2. It is worth laying out non-trivial and popular functionality.
3. A whole project of something - it's better not to spread it: few people will believe that you did it alone and this is a rather time-consuming task.
4. It is worth showing your knowledge and skills in code structure, algorithms, working with text or binary data, recursion, etc. in the code.
5. The best thing is to take the missing implementation of the required algorithm from Wikipedia in the language in which you plan to show your skills and implement it (after searching on GitHub and Google, and making sure that there is no implementation or insufficient quality).
6. You can make EVEN ONE function, but so that it is in demand and does its job better (better and faster) than existing analogues and provide a comparison table for the speed of execution of your and other similar solutions.
7. The task of the portfolio on the git is not only to show the quality of the code and knowledge of the programming language (and various approaches), but also the ability to think outside the box with the maximum possible result.
For me, it’s so easy to have something, moreover, as confusing as possible, so that there would be no desire to look in detail, because:
1) Write an ORM - fu bikes, there are ready-made ORM frameworks
2) Lay out a project on a framework - you yourself are nothing and didn’t write
3) Post it on VanillaJS - fu, no one writes on it anymore
4) Post it on angular - fu now everything is already on angular2 5) Post it
on
angular2 - fu it’s not clear and in general everything is already on VUE
on Assembler, because few of the new generation of developers know them, they are already all mired in abstractions))
It is worth laying out everything, everything in general. And since this will be a public code, you should take care that it is not a code that is shameful for this stage of your development.

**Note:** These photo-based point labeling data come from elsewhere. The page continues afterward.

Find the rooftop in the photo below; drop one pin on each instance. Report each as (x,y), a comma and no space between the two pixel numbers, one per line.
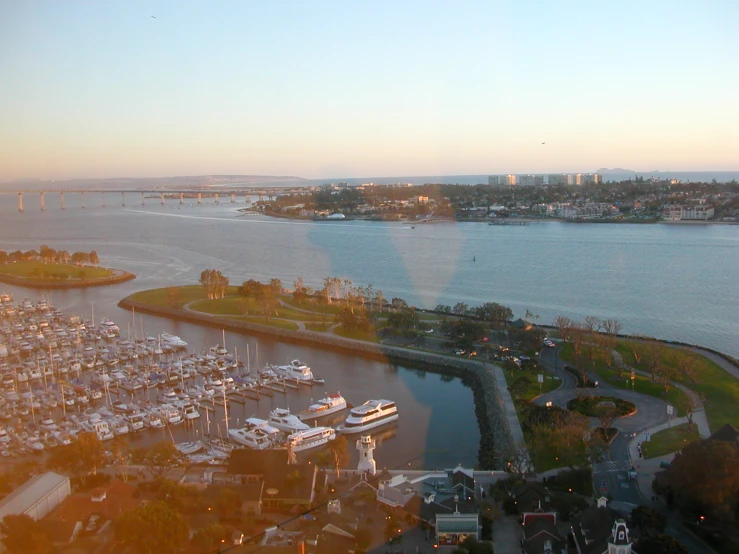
(30,492)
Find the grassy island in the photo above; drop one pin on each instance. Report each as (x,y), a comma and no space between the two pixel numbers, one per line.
(49,268)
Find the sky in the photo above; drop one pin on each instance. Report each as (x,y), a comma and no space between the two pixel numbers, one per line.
(324,89)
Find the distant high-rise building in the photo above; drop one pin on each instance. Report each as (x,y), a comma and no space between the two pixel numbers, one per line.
(557,179)
(588,179)
(501,180)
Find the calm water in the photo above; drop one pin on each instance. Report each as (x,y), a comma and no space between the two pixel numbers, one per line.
(675,282)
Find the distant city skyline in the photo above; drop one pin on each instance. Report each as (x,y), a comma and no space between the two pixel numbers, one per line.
(334,89)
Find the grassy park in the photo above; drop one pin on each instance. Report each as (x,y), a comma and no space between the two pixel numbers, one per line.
(35,270)
(669,440)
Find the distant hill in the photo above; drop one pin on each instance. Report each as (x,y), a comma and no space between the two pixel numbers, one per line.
(194,181)
(620,171)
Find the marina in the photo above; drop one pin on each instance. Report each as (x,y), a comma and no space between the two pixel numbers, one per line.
(64,375)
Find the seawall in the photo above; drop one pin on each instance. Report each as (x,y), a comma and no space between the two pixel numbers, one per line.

But in the portfolio for the employer should be an adequately small amount of solid work. You can create an organization on GitHub and move irrelevant repositories there so that only cool works are in the root account. You can create a "portfolio" repository from one readme.md and collect links to your best projects with annotations into it.
I already wrote about sorting repositories on GitHub using organizations . How do you organize your work?